Stop me if you’ve heard this one: an employee calls in to work, states she has a medical condition and can’t come in to work but says she can still do her job from home.
You have your doubts about how much work will get done from home. But you know that the Americans with Disabilities Act (ADA) obliges an employer to provide a reasonable accommodation for a qualified, disabled employee that will enable her to perform the essential functions of the job. And you also know that a reasonable accommodation can, in some cases, mean granting the employee leave time while she recovers or recuperates. “Telecommuting” however, is not leave time and it does not usually entail any realignment of job duties. It is simply a change in work site, if the location of the work site really doesn’t matter, employers should consider whether telecommuting is a viable accommodation.

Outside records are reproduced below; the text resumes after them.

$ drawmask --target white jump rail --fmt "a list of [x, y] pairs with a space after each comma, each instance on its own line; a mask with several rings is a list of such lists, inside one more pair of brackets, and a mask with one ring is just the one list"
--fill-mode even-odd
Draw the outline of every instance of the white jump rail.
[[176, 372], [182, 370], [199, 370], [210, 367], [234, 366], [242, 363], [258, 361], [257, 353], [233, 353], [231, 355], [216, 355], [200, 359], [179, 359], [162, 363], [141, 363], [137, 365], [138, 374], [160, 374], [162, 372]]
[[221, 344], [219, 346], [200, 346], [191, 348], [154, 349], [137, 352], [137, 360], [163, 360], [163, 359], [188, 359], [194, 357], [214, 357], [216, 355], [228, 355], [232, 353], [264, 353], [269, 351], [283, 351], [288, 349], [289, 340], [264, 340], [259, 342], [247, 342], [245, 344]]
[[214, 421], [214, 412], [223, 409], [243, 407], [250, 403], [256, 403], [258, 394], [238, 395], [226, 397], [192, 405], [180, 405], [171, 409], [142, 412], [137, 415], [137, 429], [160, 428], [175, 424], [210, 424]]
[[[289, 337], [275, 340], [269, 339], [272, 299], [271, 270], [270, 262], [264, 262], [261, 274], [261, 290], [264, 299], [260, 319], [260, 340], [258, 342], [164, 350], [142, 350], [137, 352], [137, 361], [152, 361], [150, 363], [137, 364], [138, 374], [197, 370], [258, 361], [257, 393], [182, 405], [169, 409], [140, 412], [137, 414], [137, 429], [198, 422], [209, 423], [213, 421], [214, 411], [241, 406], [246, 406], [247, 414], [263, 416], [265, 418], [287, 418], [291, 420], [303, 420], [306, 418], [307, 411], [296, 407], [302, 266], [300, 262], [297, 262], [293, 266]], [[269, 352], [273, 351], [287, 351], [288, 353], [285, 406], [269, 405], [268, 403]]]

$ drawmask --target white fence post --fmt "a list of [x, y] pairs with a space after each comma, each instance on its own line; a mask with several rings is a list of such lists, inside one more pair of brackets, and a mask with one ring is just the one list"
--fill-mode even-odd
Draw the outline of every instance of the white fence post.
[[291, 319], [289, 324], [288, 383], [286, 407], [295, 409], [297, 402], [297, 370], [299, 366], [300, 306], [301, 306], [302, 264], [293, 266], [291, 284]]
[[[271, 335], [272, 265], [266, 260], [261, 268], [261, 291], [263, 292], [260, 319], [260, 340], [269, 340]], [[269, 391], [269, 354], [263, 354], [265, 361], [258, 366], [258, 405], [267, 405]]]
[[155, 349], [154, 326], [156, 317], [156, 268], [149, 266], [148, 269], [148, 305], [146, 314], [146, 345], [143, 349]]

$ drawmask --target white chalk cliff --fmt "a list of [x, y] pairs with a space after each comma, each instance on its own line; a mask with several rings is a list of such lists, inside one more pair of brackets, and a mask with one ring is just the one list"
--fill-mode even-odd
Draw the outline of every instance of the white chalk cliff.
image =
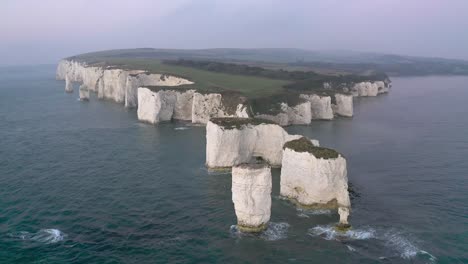
[[172, 119], [206, 123], [213, 117], [248, 117], [246, 107], [238, 104], [229, 113], [218, 93], [201, 94], [195, 90], [151, 90], [138, 88], [138, 120], [152, 124]]
[[80, 85], [80, 100], [81, 101], [88, 101], [89, 100], [89, 89], [86, 85]]
[[65, 92], [73, 93], [73, 82], [68, 77], [65, 79]]
[[310, 102], [312, 119], [333, 119], [333, 109], [330, 96], [319, 96], [316, 94], [301, 94], [300, 97]]
[[332, 105], [335, 115], [352, 117], [354, 114], [353, 96], [347, 94], [335, 94], [335, 104]]
[[353, 96], [377, 96], [388, 91], [389, 84], [384, 81], [360, 82], [351, 87]]
[[[252, 113], [252, 107], [246, 101], [232, 105], [232, 100], [227, 100], [231, 101], [231, 105], [225, 105], [226, 99], [232, 98], [231, 94], [190, 90], [192, 81], [167, 74], [89, 66], [84, 62], [66, 59], [60, 61], [56, 77], [59, 80], [65, 80], [66, 92], [73, 92], [73, 83], [83, 84], [88, 92], [85, 90], [80, 92], [80, 98], [89, 98], [89, 91], [91, 91], [97, 93], [99, 99], [122, 103], [128, 108], [138, 107], [138, 118], [153, 124], [171, 119], [206, 124], [210, 118], [216, 117], [255, 116], [287, 126], [306, 125], [310, 124], [311, 120], [331, 120], [337, 115], [353, 116], [351, 96], [339, 93], [332, 95], [335, 100], [332, 100], [329, 95], [301, 94], [299, 97], [302, 102], [294, 105], [288, 105], [286, 102], [279, 103], [279, 111], [271, 111], [274, 114]], [[323, 88], [332, 89], [333, 85], [324, 83]], [[151, 89], [151, 87], [163, 86], [165, 90], [171, 87], [170, 90], [173, 92], [163, 92], [157, 95], [158, 89]], [[178, 90], [180, 86], [183, 86], [183, 89]], [[339, 87], [343, 91], [349, 91], [353, 96], [376, 96], [388, 92], [390, 86], [390, 80], [386, 79], [385, 81], [341, 84]], [[175, 100], [172, 94], [175, 94]], [[144, 98], [145, 96], [155, 98]], [[143, 103], [141, 107], [139, 107], [140, 102]]]
[[[313, 147], [311, 144], [304, 149], [307, 142], [308, 140], [301, 138], [286, 143], [280, 193], [303, 206], [342, 208], [338, 211], [340, 223], [347, 224], [351, 203], [346, 160], [333, 150]], [[291, 143], [299, 147], [291, 147]], [[323, 152], [333, 154], [321, 156]]]
[[261, 157], [271, 166], [281, 166], [284, 143], [300, 137], [258, 119], [215, 118], [206, 126], [206, 165], [232, 167]]
[[295, 106], [288, 106], [287, 103], [281, 103], [280, 113], [276, 115], [257, 113], [255, 117], [273, 121], [280, 126], [308, 125], [312, 119], [312, 112], [309, 101], [299, 103]]
[[266, 164], [232, 168], [232, 202], [241, 231], [259, 232], [266, 228], [271, 215], [271, 187], [271, 168]]
[[124, 103], [126, 107], [137, 107], [140, 86], [181, 86], [193, 84], [184, 78], [166, 74], [149, 74], [142, 70], [123, 70], [90, 67], [85, 63], [62, 60], [57, 67], [56, 78], [86, 85], [96, 92], [99, 99]]

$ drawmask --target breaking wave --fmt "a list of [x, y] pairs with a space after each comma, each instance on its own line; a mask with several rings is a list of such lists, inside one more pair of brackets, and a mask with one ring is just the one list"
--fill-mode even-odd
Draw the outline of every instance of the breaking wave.
[[20, 231], [10, 234], [13, 238], [36, 241], [45, 244], [53, 244], [62, 241], [67, 235], [58, 229], [41, 229], [36, 233]]
[[334, 226], [316, 226], [309, 229], [309, 235], [319, 236], [326, 240], [363, 240], [376, 237], [373, 228], [350, 229], [346, 232], [338, 231]]
[[[434, 263], [437, 258], [427, 251], [421, 250], [408, 238], [396, 230], [378, 232], [374, 228], [367, 227], [362, 229], [350, 229], [346, 232], [338, 231], [334, 226], [316, 226], [309, 229], [311, 236], [318, 236], [325, 240], [335, 240], [340, 242], [349, 242], [352, 240], [375, 239], [382, 242], [387, 248], [395, 252], [398, 257], [403, 259], [413, 259], [417, 256], [426, 258], [429, 262]], [[349, 251], [356, 251], [350, 245], [346, 245]], [[395, 256], [395, 255], [394, 255]], [[386, 257], [382, 257], [386, 258]]]
[[419, 249], [409, 239], [404, 237], [400, 232], [385, 232], [382, 235], [381, 239], [385, 241], [385, 245], [396, 250], [399, 256], [403, 259], [412, 259], [418, 255], [421, 255], [428, 257], [428, 260], [431, 262], [435, 262], [437, 260], [436, 257], [429, 254], [427, 251]]
[[281, 239], [285, 239], [288, 237], [289, 226], [290, 225], [285, 222], [280, 222], [280, 223], [270, 222], [268, 223], [268, 227], [266, 230], [258, 234], [252, 234], [252, 233], [244, 233], [237, 228], [237, 225], [232, 225], [230, 228], [230, 231], [231, 231], [231, 235], [237, 238], [257, 237], [266, 241], [276, 241], [276, 240], [281, 240]]

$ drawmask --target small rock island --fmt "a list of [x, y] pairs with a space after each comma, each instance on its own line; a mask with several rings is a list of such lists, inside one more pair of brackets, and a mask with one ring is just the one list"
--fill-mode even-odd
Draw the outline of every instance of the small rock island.
[[206, 142], [207, 167], [232, 168], [232, 199], [241, 231], [259, 232], [270, 219], [270, 166], [281, 167], [283, 197], [299, 207], [336, 209], [338, 227], [350, 227], [346, 160], [337, 151], [255, 118], [213, 118]]

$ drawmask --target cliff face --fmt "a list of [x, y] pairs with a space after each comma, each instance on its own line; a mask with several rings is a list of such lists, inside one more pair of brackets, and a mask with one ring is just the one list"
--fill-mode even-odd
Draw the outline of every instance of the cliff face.
[[336, 104], [332, 105], [335, 115], [352, 117], [353, 116], [353, 96], [345, 94], [335, 94]]
[[171, 119], [192, 123], [206, 123], [213, 117], [248, 117], [246, 107], [237, 105], [229, 112], [222, 103], [222, 95], [200, 94], [195, 90], [181, 91], [138, 88], [138, 119], [152, 124]]
[[148, 74], [142, 70], [127, 71], [88, 67], [84, 63], [62, 60], [57, 67], [56, 78], [84, 84], [98, 98], [125, 103], [126, 107], [137, 107], [140, 86], [180, 86], [193, 82], [163, 74]]
[[377, 96], [378, 94], [387, 93], [388, 91], [389, 83], [384, 81], [360, 82], [356, 83], [351, 88], [353, 96]]
[[[190, 85], [193, 82], [167, 74], [90, 67], [85, 63], [62, 60], [57, 67], [56, 77], [66, 80], [67, 92], [72, 92], [73, 82], [77, 82], [87, 87], [88, 91], [96, 92], [99, 99], [122, 103], [129, 108], [139, 107], [141, 102], [144, 105], [138, 109], [139, 119], [150, 123], [178, 119], [205, 124], [210, 118], [216, 117], [255, 116], [274, 121], [281, 126], [306, 125], [310, 124], [311, 120], [332, 120], [334, 116], [352, 117], [352, 96], [376, 96], [388, 92], [391, 87], [388, 79], [359, 83], [324, 83], [325, 90], [349, 92], [352, 96], [339, 92], [334, 95], [291, 92], [290, 96], [295, 97], [292, 102], [279, 101], [274, 106], [267, 102], [263, 111], [252, 113], [252, 105], [248, 102], [233, 103], [233, 100], [229, 100], [236, 99], [232, 94], [201, 93], [195, 89], [187, 91], [185, 88], [178, 90], [178, 86]], [[156, 95], [158, 92], [148, 90], [157, 89], [144, 90], [145, 87], [165, 87], [166, 90], [167, 87], [174, 87], [170, 90], [175, 94], [175, 99], [165, 93]], [[142, 92], [141, 96], [139, 91]], [[153, 100], [144, 96], [157, 98]]]
[[[242, 121], [242, 120], [241, 120]], [[272, 166], [281, 166], [283, 145], [300, 138], [289, 135], [276, 124], [244, 124], [229, 128], [209, 121], [206, 126], [206, 165], [232, 167], [260, 157]], [[318, 141], [314, 141], [318, 145]]]
[[333, 110], [330, 96], [316, 94], [301, 94], [301, 98], [310, 102], [312, 119], [332, 120]]
[[127, 76], [125, 107], [138, 107], [138, 87], [142, 86], [180, 86], [193, 82], [164, 74], [149, 74], [146, 72], [132, 73]]
[[308, 125], [312, 119], [310, 102], [299, 103], [295, 106], [288, 106], [281, 103], [281, 112], [272, 114], [257, 114], [257, 118], [271, 120], [280, 126], [288, 125]]

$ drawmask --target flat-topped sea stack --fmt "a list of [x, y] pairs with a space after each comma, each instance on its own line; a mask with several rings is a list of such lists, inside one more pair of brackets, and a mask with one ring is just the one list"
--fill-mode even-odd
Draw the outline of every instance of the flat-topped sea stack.
[[65, 78], [65, 92], [73, 93], [73, 82], [70, 80], [69, 77]]
[[240, 231], [266, 229], [271, 215], [271, 187], [268, 164], [241, 164], [232, 168], [232, 202]]
[[[319, 73], [278, 63], [223, 60], [195, 50], [133, 49], [81, 54], [60, 61], [56, 77], [85, 85], [98, 99], [138, 108], [157, 124], [206, 124], [217, 117], [257, 117], [281, 126], [353, 116], [353, 96], [388, 92], [384, 73]], [[221, 55], [221, 54], [220, 54]], [[154, 98], [152, 98], [154, 97]], [[89, 96], [88, 96], [89, 98]]]
[[88, 101], [89, 100], [89, 89], [86, 85], [80, 85], [80, 100], [81, 101]]
[[284, 143], [300, 137], [265, 119], [213, 118], [206, 126], [206, 165], [221, 169], [262, 159], [279, 167]]
[[305, 137], [284, 144], [282, 196], [306, 208], [339, 209], [340, 225], [348, 225], [351, 206], [346, 160], [335, 150], [314, 146]]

In our story, the employee had been working remotely from home on and off throughout her high risk pregnancy and corrective surgery, but the employer denied her formalized request for a work-from-home accommodation for the remainder of her pregnancy because company policy didn’t permit “telecommuting.” Showing that it’s sometimes hard to stand on policy when practice says otherwise, a jury in Meachem v. Memphis Light, Gas & Water Division found that the employee’s physical presence was not an essential function, the employer had shown it was able to accommodate the employee’s work from home and the employee could have and should have been allowed to continue working from home during the remainder of her disability.
Certainly, there will be jobs for which on-site work is a requirement – think production line workers, surveyors, receptionists, etc. But for others, when (despite policy statements and job descriptions to the contrary) it really doesn’t matter where the work is performed, telecommuting might be on the list of reasonable accommodations to consider.